But this problem has an easy fix. Because a solar panel begins to heat up once sunlight hits it, even just removing a small amount of snow from a panel can kickstart the heating process and hasten snow melting from the rest of the panel.
Solar panels have smooth surfaces. They become slippery when wet. And they are typically installed facing south or southwest, so when the sun comes out, snow should quickly melt and slide off on its own.
The positive side of snow on the ground is that the reflection of sunlight on snow means more available light for the solar panel to convert into electricity.
So, while intuitively one might think solar panels work better in hot climates, the fact is that they can produce more power on a sunny winter day in New Jersey than a blazing hot summer day in Arizona.
Remember: snowfall on the ground can create more available reflective light and it is the light from the sun that is converted into electricity, not heat.
The problems caused by snow on solar panels are usually nothing you should worry about when it comes to taking care of your solar system.
All solar panels are built to withstand a specific amount of weight, and snow is usually not heavy enough to cause any problems. Manufacturers conduct pressure tests on solar panels to ensure their durability and quality. If you live in an area with tough winter, solar panels with higher pressure ratings should better handle heavy snow weighting them down once a while.
Do solar panels produce less in winter?
Solar panels produce on average slightly less electricity in winter compared to other seasons because of the shorter days with less sun. However, modern solar panels are becoming more efficient, which helps to offset some of the losses due to less sunlight anyway.
The reduction in energy output is not as significant as many people believe. A well-designed solar system for your house should produce sufficient amount of energy throughout the season to offset the losses for a couple of weeks with unsuitable conditions.
Solar panel output winter vs. summer
Solar panel output naturally varies between winter and summer due to factors like the length of the day, the angle of the sun and snow cover.

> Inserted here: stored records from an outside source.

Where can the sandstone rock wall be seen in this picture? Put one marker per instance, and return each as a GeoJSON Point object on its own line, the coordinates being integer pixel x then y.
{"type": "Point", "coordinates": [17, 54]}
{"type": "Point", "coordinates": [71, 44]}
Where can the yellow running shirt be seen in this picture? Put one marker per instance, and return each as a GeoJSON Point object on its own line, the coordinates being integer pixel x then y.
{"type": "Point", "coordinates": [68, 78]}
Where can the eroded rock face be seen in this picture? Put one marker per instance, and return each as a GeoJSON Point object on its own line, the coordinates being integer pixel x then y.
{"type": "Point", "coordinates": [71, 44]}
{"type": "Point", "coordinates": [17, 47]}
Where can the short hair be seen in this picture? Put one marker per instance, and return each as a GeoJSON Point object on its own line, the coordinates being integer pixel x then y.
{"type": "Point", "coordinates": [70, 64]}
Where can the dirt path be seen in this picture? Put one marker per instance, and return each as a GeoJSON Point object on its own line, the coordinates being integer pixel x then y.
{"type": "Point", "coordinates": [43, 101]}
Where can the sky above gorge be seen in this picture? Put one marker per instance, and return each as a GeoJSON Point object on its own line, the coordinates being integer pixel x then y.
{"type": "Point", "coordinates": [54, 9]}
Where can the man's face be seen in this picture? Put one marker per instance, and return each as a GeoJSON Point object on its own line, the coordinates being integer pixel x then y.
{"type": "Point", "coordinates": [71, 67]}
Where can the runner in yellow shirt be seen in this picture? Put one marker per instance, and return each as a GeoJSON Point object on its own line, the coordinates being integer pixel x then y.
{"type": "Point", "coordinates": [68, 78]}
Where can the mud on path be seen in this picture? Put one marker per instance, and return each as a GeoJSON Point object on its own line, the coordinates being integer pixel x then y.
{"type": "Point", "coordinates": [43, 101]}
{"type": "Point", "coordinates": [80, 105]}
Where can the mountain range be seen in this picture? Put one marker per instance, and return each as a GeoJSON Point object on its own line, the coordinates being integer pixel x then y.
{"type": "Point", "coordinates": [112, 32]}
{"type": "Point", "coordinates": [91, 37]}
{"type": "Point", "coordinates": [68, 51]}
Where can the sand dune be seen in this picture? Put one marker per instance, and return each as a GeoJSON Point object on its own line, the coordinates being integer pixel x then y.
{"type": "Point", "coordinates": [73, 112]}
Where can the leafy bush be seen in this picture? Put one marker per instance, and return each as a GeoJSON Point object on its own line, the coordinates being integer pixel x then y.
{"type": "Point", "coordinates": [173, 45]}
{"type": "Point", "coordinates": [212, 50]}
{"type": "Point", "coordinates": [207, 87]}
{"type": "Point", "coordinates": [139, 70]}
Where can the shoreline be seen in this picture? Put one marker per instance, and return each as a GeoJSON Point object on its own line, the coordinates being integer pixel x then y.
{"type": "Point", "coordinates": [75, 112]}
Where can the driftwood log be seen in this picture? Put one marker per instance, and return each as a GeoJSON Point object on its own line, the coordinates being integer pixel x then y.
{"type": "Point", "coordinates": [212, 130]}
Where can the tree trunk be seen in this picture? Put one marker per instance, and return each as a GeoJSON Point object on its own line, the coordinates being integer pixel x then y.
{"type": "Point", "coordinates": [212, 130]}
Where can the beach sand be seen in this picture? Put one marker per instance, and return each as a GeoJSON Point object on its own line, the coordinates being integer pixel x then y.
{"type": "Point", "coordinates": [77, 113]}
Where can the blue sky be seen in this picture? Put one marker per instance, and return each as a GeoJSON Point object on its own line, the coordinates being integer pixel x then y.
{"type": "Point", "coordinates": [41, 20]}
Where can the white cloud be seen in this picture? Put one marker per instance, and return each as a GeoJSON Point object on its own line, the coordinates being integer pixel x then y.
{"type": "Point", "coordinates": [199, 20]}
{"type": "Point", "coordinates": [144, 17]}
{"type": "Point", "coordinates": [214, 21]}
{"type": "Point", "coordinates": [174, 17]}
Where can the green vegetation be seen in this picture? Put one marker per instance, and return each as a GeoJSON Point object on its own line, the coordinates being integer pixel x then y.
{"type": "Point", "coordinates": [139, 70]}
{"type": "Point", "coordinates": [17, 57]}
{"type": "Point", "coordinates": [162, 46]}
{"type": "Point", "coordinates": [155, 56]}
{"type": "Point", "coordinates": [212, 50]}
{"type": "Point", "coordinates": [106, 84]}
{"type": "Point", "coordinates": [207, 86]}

Generally, solar power generation is lower during the winter months, with energy output dropping by 40 to 60 percent during December and January when compared to June and July.
The average output of solar panels will differ based on your location. Depending on where you live, you may have dry, sunny winters and your solar panels may produce more than in rainy summers with blazing heat. Other locations that get lots of snow or foggy overcast days may experience a bigger drop in solar production.
One major difference between winter and summer is the length of the day. In winter, days are shorter. The hours of sunlight available to generate electricity are limited during December and January.
The angle of the sun is also an important factor to consider. The sun is lower in the sky, which can make it more difficult for solar panels to absorb the light. It’s important to ensure that your solar panels are angled correctly to maximize sunlight absorption during the winter months.
When considering the installation of a solar system, it may be better to choose panels with higher efficiency ratings if you live in an area with unfavorable winters. Make sure you work with a qualified installer who can ensure that your system is designed and installed to maximize performance year-round.
But do not worry, solar panels are a sturdy piece of equipment with simple design and functionality. They are designed to withstand harsh weather conditions, including winter storms. They are built to withstand wind, snow, ice, and hail and are tested to ensure their durability. Your trust in this renewable form of energy will pay back in the long term.